I have had more than a few clients enlist my assistance not to help them lose weight, but rather to help them get their toddler to eat…anything! They don’t call the period in a child’s life the “terrible twos” for nothing. These early years are a time of rapid growth for a child, where many physical and cognitive changes are occurring. They are beginning to assert their independence through walking (away from you), talking (saying no), and eating (or not eating) whatever they darn well please. What’s a parent to do?
First off, relax. Stages are just that: stages. Your little one will grow out of it, some sooner than others. Here are some tried and true guidelines to get your tiny devil – er, I mean angel, to eat:
- Children are copycats – if you stick out your tongue at certain foods, or only eat junk, guess what they are going to do? Be a role model (even if you don’t feel like it!).
- Stop their snacking at least 1 to 2 hours before meals and even longer for older children.
- Ride out the “food jags”. Food Jags are where a child eats one or two things, and that’s it. Keep giving it to them. They’ll snap out of it eventually, and you’ll be able to introduce other foods before you know it.

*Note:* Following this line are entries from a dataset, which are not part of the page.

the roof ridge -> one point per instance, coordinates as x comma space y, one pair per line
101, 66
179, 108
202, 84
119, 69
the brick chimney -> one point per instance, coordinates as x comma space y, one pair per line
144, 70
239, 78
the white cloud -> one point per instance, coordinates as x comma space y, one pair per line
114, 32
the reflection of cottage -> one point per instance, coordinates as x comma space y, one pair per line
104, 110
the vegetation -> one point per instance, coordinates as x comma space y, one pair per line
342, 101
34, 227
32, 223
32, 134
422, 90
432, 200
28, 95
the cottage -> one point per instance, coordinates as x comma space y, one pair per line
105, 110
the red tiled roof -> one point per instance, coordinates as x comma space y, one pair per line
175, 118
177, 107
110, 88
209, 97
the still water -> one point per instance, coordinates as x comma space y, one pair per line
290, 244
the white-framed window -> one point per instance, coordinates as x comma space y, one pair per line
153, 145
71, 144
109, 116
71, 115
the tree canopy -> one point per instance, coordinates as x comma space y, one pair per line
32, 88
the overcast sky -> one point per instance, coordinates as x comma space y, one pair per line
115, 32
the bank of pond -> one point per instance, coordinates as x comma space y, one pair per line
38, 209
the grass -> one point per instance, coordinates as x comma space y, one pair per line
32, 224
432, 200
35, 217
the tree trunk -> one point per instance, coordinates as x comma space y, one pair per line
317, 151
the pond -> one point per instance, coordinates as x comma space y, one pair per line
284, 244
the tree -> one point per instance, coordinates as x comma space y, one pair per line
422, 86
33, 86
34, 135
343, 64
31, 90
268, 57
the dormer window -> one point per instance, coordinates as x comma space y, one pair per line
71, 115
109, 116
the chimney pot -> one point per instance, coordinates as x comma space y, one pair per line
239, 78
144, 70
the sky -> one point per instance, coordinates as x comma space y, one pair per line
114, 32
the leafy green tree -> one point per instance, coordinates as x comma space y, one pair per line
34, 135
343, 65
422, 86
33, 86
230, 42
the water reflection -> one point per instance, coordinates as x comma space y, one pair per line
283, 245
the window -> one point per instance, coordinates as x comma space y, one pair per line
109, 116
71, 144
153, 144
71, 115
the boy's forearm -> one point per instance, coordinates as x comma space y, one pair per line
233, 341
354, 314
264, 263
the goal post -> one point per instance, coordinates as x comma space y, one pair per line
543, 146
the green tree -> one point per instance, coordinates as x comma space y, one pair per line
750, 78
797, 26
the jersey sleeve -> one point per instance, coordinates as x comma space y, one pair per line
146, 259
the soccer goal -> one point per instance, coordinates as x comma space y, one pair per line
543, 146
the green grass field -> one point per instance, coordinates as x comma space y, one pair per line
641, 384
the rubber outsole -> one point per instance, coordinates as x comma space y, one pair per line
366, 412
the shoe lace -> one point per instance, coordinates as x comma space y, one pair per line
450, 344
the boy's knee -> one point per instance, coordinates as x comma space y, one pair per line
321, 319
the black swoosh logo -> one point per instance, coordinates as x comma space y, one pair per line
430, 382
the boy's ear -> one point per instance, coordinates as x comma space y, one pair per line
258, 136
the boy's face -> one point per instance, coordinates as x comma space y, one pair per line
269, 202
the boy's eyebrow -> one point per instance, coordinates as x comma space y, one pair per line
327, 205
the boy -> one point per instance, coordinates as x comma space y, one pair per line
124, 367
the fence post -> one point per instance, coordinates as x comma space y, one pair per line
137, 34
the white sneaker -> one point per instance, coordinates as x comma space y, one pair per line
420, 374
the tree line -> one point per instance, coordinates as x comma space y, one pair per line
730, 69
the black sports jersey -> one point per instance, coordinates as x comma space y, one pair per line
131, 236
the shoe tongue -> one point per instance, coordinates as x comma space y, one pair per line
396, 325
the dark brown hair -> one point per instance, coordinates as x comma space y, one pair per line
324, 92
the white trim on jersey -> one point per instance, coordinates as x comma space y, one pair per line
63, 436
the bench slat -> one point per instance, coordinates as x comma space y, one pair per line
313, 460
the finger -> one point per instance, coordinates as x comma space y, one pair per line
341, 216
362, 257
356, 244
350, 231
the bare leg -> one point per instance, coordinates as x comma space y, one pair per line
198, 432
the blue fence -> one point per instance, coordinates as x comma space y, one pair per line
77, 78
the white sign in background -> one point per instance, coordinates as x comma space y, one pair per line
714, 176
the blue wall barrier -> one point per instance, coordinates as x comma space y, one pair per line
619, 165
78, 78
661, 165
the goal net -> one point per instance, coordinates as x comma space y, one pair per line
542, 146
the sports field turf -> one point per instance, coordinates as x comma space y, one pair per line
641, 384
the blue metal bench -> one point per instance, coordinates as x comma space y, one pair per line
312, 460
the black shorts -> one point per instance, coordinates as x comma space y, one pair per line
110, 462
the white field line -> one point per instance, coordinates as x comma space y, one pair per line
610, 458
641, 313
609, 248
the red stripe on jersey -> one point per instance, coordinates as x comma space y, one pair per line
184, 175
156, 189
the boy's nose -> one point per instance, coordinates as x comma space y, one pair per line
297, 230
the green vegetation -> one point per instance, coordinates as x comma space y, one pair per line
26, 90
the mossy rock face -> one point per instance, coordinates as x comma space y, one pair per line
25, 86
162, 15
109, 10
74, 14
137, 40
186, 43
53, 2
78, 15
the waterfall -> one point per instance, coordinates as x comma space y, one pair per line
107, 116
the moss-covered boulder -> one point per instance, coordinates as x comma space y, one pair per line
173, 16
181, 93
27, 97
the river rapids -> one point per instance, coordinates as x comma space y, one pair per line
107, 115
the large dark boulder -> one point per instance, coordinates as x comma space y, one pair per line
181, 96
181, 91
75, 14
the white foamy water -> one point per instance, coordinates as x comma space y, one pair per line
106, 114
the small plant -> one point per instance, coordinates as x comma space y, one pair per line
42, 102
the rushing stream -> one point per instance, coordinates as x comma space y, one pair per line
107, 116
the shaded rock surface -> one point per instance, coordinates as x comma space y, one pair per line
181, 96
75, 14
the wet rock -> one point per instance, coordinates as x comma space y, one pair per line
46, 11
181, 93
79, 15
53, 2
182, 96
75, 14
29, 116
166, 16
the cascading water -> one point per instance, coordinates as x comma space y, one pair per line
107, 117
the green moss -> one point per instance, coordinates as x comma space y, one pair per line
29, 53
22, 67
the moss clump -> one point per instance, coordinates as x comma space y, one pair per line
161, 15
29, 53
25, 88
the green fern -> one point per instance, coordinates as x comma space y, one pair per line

- Everyone must sit at a table at mealtimes – this includes even the littlest children. Eating at set times with the whole family fosters normalcy, comfort and stability for a child, and in turn, they will develop healthy food behaviors.
- If he or she throws a tantrum at the table (screams, throws food, refuses to eat), this is more than likely a ploy to get your attention – don’t give in. Look the child squarely in the eye, make a positive comment about the food, encourage them to eat it, and then leave them alone. Direct the conversation to another topic with the other family members, and continue with the meal. Pretty soon they’ll get the hint that sort of behavior at the table isn’t tolerated.
- Seek input from the child (and other family members) about what they like to eat. Plan meals around these preferred items (assuming they are not just cake and ice cream!). Involving even the smallest children in mealtime decisions makes them feel important, and they in turn will eat better because of it.
- On the other hand – don’t be a short order cook. Nothing frustrates me more than seeing my friends cook 3 or 4 different meals for their family. One meal. For everyone. Period. (Seriously, did your mom cook you and your siblings something different than from what she and your father ate? Doubtful.).
- Don’t force food. Prompt a child to eat what is served. If they refuse to eat or say they don’t like it, encourage them to eat it, state how good it is for them and that it is tasty, and leave it at that. I promise you, your children will not starve to death for refusing a meal or two.